G2.com

No matter what data type you're looking for, we've got you
A Conversation With Julia Medina and Mihaela Popova
First, it was a three-way conversation. I wanted Julia Medina and Mihaela Popova in the same room, both engineers working on very different parts of Zyte's stack, both using LLMs deeply, both with strong opinions. When I blocked their calendars, I spent a long time finding two hours where a morning in Argentina, an afternoon in Bulgaria, and an Indonesian evening actually overlapped. They did.
Second, there aren't many women on the internet talking about web scraping. That fact has bothered me for a while. So this conversation is also a small correction.
What I didn't expect was how much Julia and Mihaela would converge. They work on different projects, use different tools, and describe different workflows. And when I asked them to finish the sentence “I'm not the same developer I was before LLMs because…” they arrived at the same answer, in different words, from different directions.
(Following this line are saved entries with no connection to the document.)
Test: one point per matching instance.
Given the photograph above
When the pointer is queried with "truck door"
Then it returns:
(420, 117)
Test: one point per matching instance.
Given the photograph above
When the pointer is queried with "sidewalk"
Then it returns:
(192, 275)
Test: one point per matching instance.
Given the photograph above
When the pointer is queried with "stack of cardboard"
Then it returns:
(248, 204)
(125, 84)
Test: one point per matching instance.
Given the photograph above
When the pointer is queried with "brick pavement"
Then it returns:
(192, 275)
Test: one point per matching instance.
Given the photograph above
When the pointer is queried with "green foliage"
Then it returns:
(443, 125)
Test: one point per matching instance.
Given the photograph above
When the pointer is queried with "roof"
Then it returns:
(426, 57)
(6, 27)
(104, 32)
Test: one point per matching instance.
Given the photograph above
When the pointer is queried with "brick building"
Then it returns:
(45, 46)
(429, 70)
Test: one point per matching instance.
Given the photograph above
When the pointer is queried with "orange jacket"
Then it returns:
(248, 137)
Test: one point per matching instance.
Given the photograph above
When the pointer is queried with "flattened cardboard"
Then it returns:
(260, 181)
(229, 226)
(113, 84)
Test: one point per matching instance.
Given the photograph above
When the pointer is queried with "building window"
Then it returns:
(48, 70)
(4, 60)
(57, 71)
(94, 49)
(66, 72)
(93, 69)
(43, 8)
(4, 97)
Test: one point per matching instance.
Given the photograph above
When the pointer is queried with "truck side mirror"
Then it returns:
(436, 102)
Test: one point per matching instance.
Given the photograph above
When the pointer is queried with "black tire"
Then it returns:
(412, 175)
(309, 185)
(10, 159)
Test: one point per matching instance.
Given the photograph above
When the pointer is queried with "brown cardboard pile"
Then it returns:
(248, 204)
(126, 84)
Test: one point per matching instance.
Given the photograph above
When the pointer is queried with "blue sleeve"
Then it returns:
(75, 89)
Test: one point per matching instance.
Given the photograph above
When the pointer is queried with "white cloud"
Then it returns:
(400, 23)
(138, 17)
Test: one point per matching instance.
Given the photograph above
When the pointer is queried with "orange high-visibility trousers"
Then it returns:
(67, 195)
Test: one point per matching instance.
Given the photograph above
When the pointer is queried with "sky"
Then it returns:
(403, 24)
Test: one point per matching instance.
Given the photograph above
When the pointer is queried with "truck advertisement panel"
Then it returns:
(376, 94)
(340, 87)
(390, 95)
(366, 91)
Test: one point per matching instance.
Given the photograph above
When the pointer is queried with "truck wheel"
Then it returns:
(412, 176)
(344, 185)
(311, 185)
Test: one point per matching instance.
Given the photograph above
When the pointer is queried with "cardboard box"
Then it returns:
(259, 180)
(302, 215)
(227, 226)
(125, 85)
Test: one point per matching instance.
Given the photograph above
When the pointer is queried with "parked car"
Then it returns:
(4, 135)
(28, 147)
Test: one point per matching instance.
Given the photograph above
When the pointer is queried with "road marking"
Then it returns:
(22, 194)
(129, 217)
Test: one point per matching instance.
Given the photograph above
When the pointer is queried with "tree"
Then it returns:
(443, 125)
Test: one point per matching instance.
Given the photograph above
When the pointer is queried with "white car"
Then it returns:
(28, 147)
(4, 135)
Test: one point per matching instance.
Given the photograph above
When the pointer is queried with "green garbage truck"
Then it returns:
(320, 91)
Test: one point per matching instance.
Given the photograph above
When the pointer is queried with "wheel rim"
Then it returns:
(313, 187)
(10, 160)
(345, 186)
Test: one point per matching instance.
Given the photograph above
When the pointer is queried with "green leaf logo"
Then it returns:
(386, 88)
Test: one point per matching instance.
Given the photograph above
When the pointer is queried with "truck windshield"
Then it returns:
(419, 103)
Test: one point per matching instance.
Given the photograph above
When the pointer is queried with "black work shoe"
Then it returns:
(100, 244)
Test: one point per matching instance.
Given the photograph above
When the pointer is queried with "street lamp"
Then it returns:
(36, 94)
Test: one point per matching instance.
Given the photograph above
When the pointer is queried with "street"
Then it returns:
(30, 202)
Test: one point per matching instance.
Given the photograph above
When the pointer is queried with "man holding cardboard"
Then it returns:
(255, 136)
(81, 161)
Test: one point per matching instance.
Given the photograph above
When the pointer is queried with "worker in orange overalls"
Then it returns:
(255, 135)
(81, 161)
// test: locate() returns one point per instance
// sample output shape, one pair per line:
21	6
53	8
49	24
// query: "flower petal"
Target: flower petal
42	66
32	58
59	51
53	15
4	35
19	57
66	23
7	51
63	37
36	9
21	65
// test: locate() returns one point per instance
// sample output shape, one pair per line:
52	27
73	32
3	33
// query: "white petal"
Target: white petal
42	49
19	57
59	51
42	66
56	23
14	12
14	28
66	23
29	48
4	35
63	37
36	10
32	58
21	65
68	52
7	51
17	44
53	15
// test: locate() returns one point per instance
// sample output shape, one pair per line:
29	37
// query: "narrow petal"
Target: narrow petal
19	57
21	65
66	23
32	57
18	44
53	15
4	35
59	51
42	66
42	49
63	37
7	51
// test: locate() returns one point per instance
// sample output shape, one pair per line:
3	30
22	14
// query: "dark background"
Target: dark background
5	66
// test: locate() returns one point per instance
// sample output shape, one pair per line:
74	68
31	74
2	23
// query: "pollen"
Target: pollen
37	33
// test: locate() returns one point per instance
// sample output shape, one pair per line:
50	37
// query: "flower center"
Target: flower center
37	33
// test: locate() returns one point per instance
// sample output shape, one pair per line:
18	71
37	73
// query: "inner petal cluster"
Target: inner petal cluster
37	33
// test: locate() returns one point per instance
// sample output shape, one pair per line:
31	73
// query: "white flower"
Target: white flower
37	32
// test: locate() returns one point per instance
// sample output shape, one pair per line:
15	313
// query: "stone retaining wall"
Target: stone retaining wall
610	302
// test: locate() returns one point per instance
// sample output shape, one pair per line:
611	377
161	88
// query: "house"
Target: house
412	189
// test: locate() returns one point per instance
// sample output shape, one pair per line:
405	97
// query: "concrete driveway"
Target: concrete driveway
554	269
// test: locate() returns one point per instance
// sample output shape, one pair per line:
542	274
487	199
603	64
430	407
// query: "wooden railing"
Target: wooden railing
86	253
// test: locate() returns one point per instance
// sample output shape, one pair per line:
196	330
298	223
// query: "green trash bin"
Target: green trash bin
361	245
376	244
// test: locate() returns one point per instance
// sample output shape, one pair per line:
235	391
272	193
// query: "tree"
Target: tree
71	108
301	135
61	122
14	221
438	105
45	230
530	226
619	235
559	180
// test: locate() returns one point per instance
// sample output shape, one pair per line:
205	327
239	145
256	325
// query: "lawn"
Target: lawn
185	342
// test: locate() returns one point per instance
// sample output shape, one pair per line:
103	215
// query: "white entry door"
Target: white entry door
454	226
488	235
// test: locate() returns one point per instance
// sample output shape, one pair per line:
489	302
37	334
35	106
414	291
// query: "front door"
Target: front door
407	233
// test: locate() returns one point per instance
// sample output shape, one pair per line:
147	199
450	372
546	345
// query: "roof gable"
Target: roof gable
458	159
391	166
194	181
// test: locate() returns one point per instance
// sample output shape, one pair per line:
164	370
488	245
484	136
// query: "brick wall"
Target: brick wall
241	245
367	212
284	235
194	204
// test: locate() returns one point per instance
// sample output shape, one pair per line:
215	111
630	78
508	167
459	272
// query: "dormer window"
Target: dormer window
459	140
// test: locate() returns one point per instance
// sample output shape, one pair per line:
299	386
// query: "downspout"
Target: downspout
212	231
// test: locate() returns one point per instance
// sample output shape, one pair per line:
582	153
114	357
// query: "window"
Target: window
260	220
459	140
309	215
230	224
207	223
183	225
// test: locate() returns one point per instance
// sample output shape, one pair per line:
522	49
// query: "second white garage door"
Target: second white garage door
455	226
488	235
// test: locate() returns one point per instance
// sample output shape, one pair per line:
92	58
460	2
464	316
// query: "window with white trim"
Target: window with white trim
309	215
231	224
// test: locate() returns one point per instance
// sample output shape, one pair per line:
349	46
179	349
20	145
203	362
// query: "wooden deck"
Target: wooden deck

That answer, and what it means for how we build things, is what this blog is about.
Julia Medina is a software engineer on Zyte's research team. She co-built the first version of Web Scraping Copilot and currently researches how to feed HTML into LLMs more efficiently.
Mihaela Popova is a software engineer at Zyte. She runs a large-scale data feed in a specialized vertical, where LLMs are part of the extraction pipeline itself, not just the development process.
Neha Setia is a Senior Developer Advocate at Zyte.
Julia: “I'm researching how to use HTML more efficiently when passing it to LLMs. A common task in Web Scraping Copilot, and in lots of other places, is giving an LLM a web page and asking it to do something with it. But if the HTML is too long, it either blows the context window or the model starts forgetting important parts. So I've been building tooling to simplify HTML without removing the parts that actually matter. I'll be sharing the findings soon. It ended up being a harder task than I expected, but I think the results are useful across the company, not just for the extension.”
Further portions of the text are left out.